One of the few details Koida could recall from old stories about the sea was that a ship hung up blue-dyed sheets when the captain died. Obviously the grisly news had traveled from the Breakwater, perhaps carried to them by the city guard.
In that light, Rila’s scrutiny was understandable. As Hush had insisted, the captain’s death and the sudden disappearance of the four new hands he had taken on had made her suspicious.
Fear prickled down the back of Koida’s neck and made her stomach weak. She swallowed hard and patted the flat of her blade arm nervously against her side. She only had to distract Rila long enough for Hush and Cold Sun to do their part. For Pernicious’s sake. She couldn’t leave her awful best friend trapped in that star-iron cage as weak as any natural horse and completely at the hairless quartermaster’s mercy.

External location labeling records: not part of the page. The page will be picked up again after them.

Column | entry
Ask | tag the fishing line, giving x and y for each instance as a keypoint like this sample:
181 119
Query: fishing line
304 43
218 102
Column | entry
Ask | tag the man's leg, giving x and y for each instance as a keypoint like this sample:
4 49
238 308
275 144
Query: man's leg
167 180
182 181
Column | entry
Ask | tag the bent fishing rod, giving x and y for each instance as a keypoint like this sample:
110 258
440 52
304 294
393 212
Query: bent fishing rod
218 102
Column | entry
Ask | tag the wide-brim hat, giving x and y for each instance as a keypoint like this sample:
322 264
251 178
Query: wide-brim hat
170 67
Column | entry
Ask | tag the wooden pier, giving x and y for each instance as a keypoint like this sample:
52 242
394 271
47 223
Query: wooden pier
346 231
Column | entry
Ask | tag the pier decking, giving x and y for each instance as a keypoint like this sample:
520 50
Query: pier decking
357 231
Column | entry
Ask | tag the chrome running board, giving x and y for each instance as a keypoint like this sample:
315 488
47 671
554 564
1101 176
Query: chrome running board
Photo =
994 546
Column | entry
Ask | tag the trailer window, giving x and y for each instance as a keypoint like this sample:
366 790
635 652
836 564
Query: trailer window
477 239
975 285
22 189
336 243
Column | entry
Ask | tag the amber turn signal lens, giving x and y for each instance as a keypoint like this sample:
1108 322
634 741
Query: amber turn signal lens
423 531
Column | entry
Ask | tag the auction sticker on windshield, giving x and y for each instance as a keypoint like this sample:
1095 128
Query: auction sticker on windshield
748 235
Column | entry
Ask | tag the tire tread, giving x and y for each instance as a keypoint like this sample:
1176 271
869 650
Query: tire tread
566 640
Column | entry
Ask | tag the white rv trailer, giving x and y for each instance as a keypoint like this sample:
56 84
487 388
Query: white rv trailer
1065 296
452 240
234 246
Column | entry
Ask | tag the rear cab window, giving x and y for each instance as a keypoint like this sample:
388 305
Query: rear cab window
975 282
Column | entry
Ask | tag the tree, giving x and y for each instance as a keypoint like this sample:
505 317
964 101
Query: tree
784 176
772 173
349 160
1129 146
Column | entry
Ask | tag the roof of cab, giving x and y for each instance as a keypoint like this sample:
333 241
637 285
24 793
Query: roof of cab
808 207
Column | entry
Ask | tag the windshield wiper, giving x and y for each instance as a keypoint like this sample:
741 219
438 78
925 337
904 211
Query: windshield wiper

Taking a deep breath, Koida stepped out of the shadows of the crates she’d been crouched behind, lavaglass moon broadsword held out to her side, and strode up to the junk.
Rila’s eyes locked on her, burning with hatred.
“Come running back, have you?” she sneered, manifesting the glowing Demon Fox of Nine Tails in her right hand. “At least the last ship’s boy had the good courtesy to throw himself off the junk in the night where he wouldn’t be inconveniencing anyone.”
Koida scowled at the woman’s casual cruelty. Both Cold Sun and Hush had cautioned her that she only had to keep Rila talking until they had retrieved Pernicious and Cliff Breaker, that she would be killed if she tried to confront the quartermaster. But the memory of Rila’s triumphant sneer at Cook when Koida agreed to go with Singh made hatred flare to life in Koida’s heartcenter. Rila had known what Singh was doing. She’d not only known, but helped him. Koida’s remaining hand balled into a fist. From some unknown spot in the sea, the lost ship’s boy’s spirit cried out for justice.